Я люблю ее всю. Целиком и полностью, все клеточки её тела от первой до последней, если только их можно пересчитать. Люблю стук её сердца, я по уши влюблен в каждые её вдох и выдох. Я люблю её голос, каждое произнесенное ею слово, а в каждое еще не произнесенное я влюбляюсь заранее, каким бы оно ни было.
Это не та любовь, о которой написано множество книг. Она не та, потому что моя и никто не может представить какая она, не то чтобы почувствовать. Если кто-то когда-то узнает о такой любви, то узнает он о ней, лишь прочитав строки, написанные мной.
Я ненавижу её глаза - они не могут видеть, хотя она говорила, что так будет лучше. "Слепые видят только правду", - говорила она. Они, на самом деле, видят намного больше, как бы странно и глупо это не звучало. Их мир отличается от нашего "увидел - понял - пошел дальше". Их мир богаче и ярче. Их мир - мир чувств. Для неё увидеть значит почувствовать. Она говорила: "Чем дольше глаза не видят, тем острее становится зрение сознания".
Она любила свою кактусовую поляну и часто рассказывала мне о ней. Я даже не мог представить себе, какой может быть поляна, на которой растут одни только кактусы, обыкновенные шарообразные кактусы с тонкими, длинными иглами-колючками. Однажды она показала мне эту её поляну. Мы шли с ней по японскому саду. Отцветала сакура. Это не идет ни в какое сравнение с нашим осенним листопадом. Лепестки срывались с ветвей изящных деревьев, и не спеша падали и падали, и падали, как искры фейерверков, они сыпались на землю. Розовые и белые, они кружили в залитом солнечным светом пространстве, я наблюдал первый, и последний танец этих лепестков этого времени. Печальное и удивительно красивое зрелище. Она шла и тихо плакала, я держал её ладонь. Она протянула руку в надежде продлить жизнь одному, случайно выбранному лепестку, но ни один из них не захотел плыть против течения, отведенного им времени. Я поймал розовый и подарил ей. Она была довольна этим и больше не плакала.
Поляна была строго прямоугольной, казалось, будто миллион людей высадили здесь свои колючие комнатные растения. Я никогда не видел так много кактусов. Зеленые, среди пожелтевшей от пекущего солнца травы, они смотрелись живыми и бодрыми. Тонкие белые иголки создавали полупрозрачную ауру над ними, как туман над спящей на рассвете рекой. Красиво, но чересчур ирреально, выдумано, похоже на сон. Она сняла обувь и попросила меня сделать то же. Я повиновался. Она схватила меня за руку и метнулась навстречу кактусовой поляне. Я понял её замысел сразу же и сразу же почувствовал страх, но я не смел противиться, и не смел отпустить её руку.

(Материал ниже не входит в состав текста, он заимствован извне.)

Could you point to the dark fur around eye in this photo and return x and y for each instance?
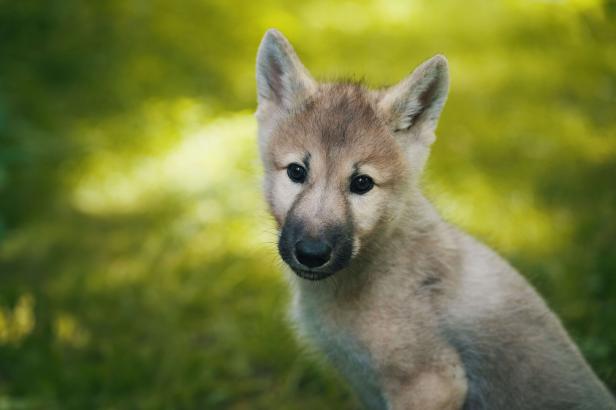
(297, 173)
(361, 184)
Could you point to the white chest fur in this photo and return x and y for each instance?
(330, 330)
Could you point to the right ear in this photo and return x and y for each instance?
(282, 80)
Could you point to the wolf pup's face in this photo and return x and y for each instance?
(340, 160)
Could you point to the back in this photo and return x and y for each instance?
(515, 351)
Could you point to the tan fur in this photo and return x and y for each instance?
(409, 320)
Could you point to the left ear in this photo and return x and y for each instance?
(415, 104)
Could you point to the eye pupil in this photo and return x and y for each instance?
(361, 184)
(296, 173)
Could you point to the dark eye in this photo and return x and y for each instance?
(297, 173)
(361, 184)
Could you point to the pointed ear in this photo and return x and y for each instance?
(417, 101)
(282, 80)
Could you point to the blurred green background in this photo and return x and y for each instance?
(137, 260)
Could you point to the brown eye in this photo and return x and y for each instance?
(297, 173)
(361, 184)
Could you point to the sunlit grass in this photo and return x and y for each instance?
(138, 265)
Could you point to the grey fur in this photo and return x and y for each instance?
(423, 316)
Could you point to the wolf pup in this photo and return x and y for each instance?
(413, 312)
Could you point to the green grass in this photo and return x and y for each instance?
(137, 261)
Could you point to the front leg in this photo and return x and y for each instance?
(440, 387)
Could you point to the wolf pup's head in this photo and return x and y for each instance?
(340, 159)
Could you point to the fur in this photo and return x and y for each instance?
(413, 312)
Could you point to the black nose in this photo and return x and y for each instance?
(312, 253)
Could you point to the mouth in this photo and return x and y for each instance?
(312, 275)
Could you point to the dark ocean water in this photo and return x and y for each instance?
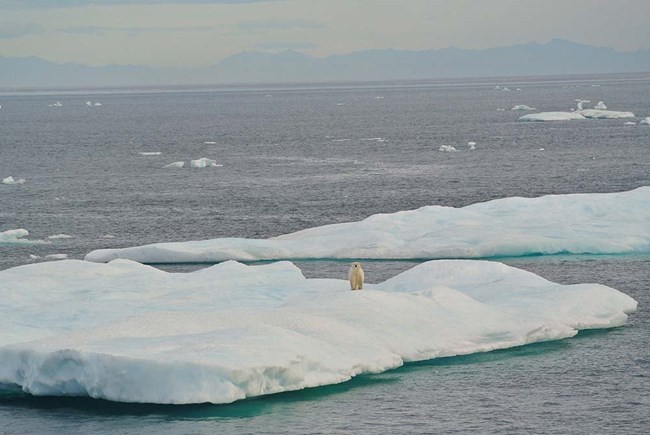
(300, 157)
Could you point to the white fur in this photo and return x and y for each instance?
(355, 275)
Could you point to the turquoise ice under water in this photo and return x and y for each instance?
(282, 173)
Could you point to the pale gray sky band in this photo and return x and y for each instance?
(203, 32)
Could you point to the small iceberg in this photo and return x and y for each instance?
(594, 223)
(203, 163)
(522, 107)
(174, 165)
(127, 332)
(604, 114)
(60, 236)
(16, 237)
(10, 180)
(551, 116)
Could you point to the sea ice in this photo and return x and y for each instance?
(604, 114)
(60, 236)
(16, 237)
(10, 180)
(128, 332)
(522, 107)
(175, 165)
(203, 162)
(551, 116)
(595, 223)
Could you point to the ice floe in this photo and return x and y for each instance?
(131, 333)
(17, 237)
(60, 236)
(203, 162)
(175, 165)
(604, 114)
(596, 223)
(10, 180)
(551, 116)
(522, 107)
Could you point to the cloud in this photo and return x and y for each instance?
(35, 4)
(285, 45)
(99, 30)
(255, 26)
(15, 29)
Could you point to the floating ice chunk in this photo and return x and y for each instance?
(609, 223)
(580, 102)
(551, 116)
(175, 165)
(522, 107)
(10, 180)
(131, 333)
(604, 114)
(203, 163)
(15, 237)
(60, 236)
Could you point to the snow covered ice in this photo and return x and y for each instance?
(11, 180)
(127, 332)
(17, 237)
(522, 107)
(203, 163)
(596, 223)
(551, 116)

СТРАХ. Я всегда боялся игл, колючек, жал насекомых. Я боялся быть исколотым. Я понимал, что пока мы пробежим через поляну, наши ступни пронзят тысячи иголок. Любовь сильнее страха, я сильнее страха. Я = любовь.
НЕДОУМЕНИЕ. Я не мог понять почему не чувствую боли, ведь я давлю случайно попавшиеся под ноги кактусы, специально пробегая по кактусовой поляне. Мы слишком быстро бежим, потому не успеваем чувствовать боль. Жизнь - бег. Жизнь > боль.

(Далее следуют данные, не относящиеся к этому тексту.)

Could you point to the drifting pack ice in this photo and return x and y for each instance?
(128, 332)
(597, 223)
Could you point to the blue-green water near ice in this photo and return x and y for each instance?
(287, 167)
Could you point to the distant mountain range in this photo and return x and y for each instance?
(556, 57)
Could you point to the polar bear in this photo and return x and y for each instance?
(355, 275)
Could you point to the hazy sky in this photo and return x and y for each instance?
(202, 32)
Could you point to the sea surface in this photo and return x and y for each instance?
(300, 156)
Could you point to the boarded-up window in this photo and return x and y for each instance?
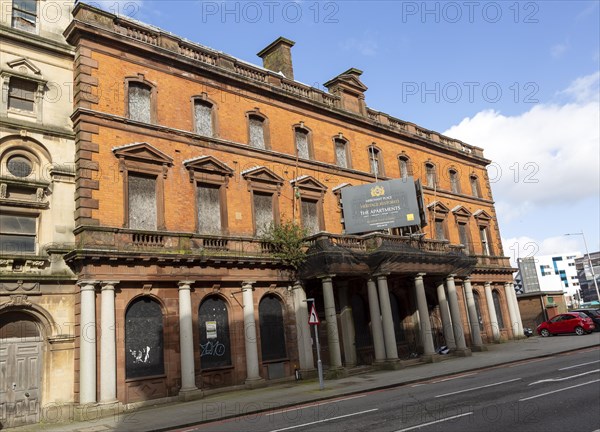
(263, 211)
(25, 15)
(496, 298)
(215, 346)
(272, 331)
(140, 102)
(257, 132)
(454, 183)
(430, 173)
(21, 94)
(203, 117)
(142, 201)
(209, 209)
(440, 232)
(341, 153)
(310, 216)
(144, 339)
(302, 143)
(17, 234)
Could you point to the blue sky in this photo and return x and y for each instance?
(517, 78)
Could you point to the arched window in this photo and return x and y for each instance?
(498, 308)
(375, 161)
(144, 340)
(477, 300)
(342, 152)
(303, 145)
(454, 181)
(272, 330)
(139, 101)
(24, 15)
(405, 167)
(213, 323)
(430, 174)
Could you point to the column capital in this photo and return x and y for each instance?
(108, 285)
(86, 284)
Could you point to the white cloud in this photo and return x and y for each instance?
(545, 156)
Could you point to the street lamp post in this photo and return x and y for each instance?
(587, 252)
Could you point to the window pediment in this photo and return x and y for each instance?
(143, 152)
(262, 174)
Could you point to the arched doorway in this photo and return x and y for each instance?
(20, 368)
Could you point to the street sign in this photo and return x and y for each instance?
(313, 318)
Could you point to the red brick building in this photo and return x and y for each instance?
(186, 154)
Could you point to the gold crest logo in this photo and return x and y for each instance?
(377, 191)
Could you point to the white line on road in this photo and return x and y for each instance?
(323, 421)
(454, 377)
(582, 364)
(559, 390)
(434, 422)
(564, 378)
(480, 387)
(313, 405)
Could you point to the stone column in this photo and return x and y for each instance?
(186, 338)
(473, 318)
(333, 339)
(445, 312)
(459, 334)
(492, 311)
(252, 371)
(517, 314)
(87, 343)
(508, 287)
(376, 327)
(108, 345)
(424, 323)
(389, 335)
(347, 325)
(304, 337)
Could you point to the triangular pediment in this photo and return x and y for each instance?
(438, 207)
(461, 211)
(24, 67)
(348, 80)
(208, 164)
(143, 152)
(262, 174)
(308, 182)
(482, 214)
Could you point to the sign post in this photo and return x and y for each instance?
(313, 319)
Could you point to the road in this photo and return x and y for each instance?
(555, 393)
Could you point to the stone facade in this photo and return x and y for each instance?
(37, 185)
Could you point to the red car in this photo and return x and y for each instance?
(573, 322)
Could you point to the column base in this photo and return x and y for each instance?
(253, 383)
(462, 352)
(336, 373)
(431, 358)
(478, 348)
(190, 394)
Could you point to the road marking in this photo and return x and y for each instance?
(556, 391)
(323, 421)
(564, 378)
(454, 377)
(480, 387)
(582, 364)
(434, 422)
(313, 405)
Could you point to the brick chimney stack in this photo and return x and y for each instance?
(277, 57)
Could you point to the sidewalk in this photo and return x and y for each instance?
(240, 402)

ВОСТРОГ. Мы не бежим вовсе, мы не топчем кактусы. Земля отпустила нас, нарушила свои гравитационные законы для нас, здесь и сейчас. Мы летим в сантиметре над иглами. Это свобода, бесконечная свобода.
Свобода Є(-?; +?).
Мы преодалели кактусовую поляну. Мы упали на выжженую, мягкую, теплую траву. Она уткнулась носом в мою шею, она опять плакала. Горячие слезы текли по её щекам, по моей шее, падали на замятую мертвую траву. Я понял, что не смогу встать на ноги. Опухшие, исколотые ступни жутко болели, а посреди кактусовой поляны лежал розовый лепесток отцвевшей сакуры.